Prophet Shepherd Bushiri and his Mary were arrested by the Hawks after being linked to an alleged R102 million fraud and money-laundering operation.

Prophet Shepherd Bushiri and his Mary were arrested by the Hawks after being linked to an alleged R102 million fraud and money-laundering operation.

Published Mar 14, 2024


Johannesburg - The cat-and-mouse battle between the Hawks and Shepherd Bushiri, leader of the popular Enlightened Christian Gathering (ECG), appears to be far from over.

The controversial prophet, also known as Major 1, and his wife, Mary, were arrested on Tuesday (20 October 2020) by the Directorate for Priority Crime Investigation (Hawks).

Along with another couple, they are linked to an alleged R102 million fraud and money-laundering operation involving a Sandton-based company called Rising Estate. The company, which has operations in southern Africa and in the UK, specialises in private and commercial property investments.

The Star understands that law enforcement took an interest in 2019 when a fraud case was opened at a Pretoria West police station by a complainant.

Hawks spokesperson Colonel Katlego Mogale did not want to give further details about its investigations last night and instead referred the newspaper to the press statement she had released earlier about the arrests.

“All the details you are looking for will be revealed in court tomorrow (Wednesday) when the accused persons appear,” she said.

Several members of Bushiri’s church have come out to cry foul after discovering that things were not as gloomy as they (the church) had portrayed.

A month ago, one of the investors, Felicia Sibeko, wrote to The Star pleading for help after the church failed to pay her back a return on her investment.

“We are in debt, I’m even blacklisted. I can’t even get a job.

“My child can’t go to varsity because we don’t even have a cent to buy my child clothes or food, not to mention school fees.

“I can’t sleep or think properly, some even think that I’m paranoid. This so-called man of God, Major 1, ruined our lives. We only wanted a better life for ourselves, we trusted him … Little did we know that this was just the beginning of the worst in our lives,” she wrote.

Regarding the arrests, ECG church spokesperson Ephraim Nyondo said Bushiri and his partner were asked to visit the Hawks’ offices with their lawyers at 11am to discuss issues related to Rising Estate.

Nyondo, however, said the Hawks had “jumped the gun”.

“As the prophet and lawyers were getting prepared for the 11am appointment, the Hawks went to their house before time and arrested the prophet’s wife alone.”

He said Bushiri was not arrested but handed himself over to police.

However, this claim seemed to contradict the statement earlier released by Mogale in which she said a woman, 39, was arrested at her home while her husband, 37, later handed himself to police in the presence of an entourage of attorneys after trying to evade the Hawks team.
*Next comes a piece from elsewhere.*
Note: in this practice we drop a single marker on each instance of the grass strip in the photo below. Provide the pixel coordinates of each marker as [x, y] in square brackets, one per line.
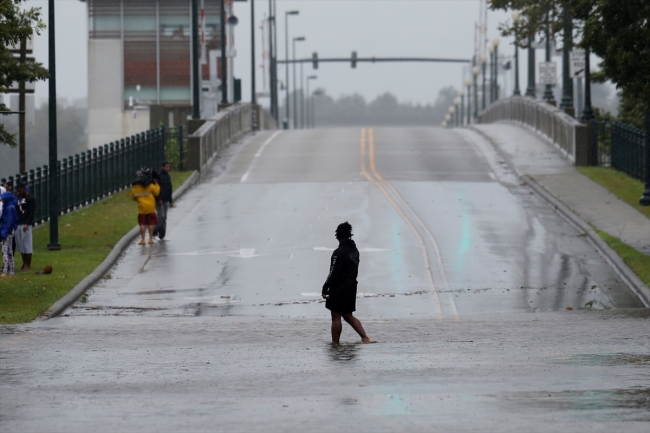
[637, 261]
[621, 185]
[87, 236]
Mogale confirmed that the couple had already appeared in the Pretoria Magistrate’s Court and that their case was postponed to October 30 for a formal bail application.
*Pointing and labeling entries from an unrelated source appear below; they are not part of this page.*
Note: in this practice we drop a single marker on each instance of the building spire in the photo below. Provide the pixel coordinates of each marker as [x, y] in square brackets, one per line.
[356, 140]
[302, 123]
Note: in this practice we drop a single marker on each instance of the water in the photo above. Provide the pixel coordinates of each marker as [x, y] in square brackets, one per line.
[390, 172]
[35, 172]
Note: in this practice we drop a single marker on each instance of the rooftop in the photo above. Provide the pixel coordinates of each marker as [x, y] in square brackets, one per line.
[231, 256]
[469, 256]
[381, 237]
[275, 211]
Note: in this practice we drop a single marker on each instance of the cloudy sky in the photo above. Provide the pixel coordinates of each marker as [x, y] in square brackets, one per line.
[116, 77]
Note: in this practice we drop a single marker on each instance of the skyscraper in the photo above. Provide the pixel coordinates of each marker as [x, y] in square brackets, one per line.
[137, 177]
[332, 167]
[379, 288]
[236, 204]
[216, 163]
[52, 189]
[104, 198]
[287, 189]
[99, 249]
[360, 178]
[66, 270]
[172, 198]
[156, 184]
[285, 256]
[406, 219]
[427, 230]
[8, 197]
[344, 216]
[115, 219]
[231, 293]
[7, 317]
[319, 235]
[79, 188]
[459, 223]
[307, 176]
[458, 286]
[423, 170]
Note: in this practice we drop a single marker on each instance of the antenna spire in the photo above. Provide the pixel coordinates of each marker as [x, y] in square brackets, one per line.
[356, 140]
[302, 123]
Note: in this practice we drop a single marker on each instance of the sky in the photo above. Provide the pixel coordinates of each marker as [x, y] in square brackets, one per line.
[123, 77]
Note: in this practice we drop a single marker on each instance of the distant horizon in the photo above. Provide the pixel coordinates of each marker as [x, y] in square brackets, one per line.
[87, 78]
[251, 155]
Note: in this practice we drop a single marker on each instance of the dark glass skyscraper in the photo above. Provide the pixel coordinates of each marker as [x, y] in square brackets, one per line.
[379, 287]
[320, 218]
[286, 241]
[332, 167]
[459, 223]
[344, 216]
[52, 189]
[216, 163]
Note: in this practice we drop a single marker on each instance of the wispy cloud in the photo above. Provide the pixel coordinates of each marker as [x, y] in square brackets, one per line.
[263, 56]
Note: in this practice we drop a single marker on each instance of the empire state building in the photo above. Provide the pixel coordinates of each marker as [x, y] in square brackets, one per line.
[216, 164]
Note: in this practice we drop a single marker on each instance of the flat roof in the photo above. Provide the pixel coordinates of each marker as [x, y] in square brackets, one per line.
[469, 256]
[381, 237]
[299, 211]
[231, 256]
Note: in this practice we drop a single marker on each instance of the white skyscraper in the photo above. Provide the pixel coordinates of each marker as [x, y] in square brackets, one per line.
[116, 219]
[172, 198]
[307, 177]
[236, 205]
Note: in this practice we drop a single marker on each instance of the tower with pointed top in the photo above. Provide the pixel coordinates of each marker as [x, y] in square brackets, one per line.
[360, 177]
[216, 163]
The Bushiris were expected to appear in court on Wednesday.

Bushiri and his wife are no strangers to controversy, with a series of charges levelled against them in the past.

The pair was released by the Pretoria Specialised Commercial Crimes Court in February last year on R100 000 bail each after they were arrested by the Hawks for charges of fraud and money laundering involving more than R15m.

The couple was accused of contravening South Africa’s exchange control regulations for paying about R19m for a private jet.

Among those charges are rape allegations levelled by two female congregants against the self-proclaimed prophet. Police have since confirmed that they are investigating the matter.

The pastor was also involved in a scuffle with the Hawks during level 5 lockdown when it was alleged that he used fraudulent travel permits to deliver food parcels to other provinces.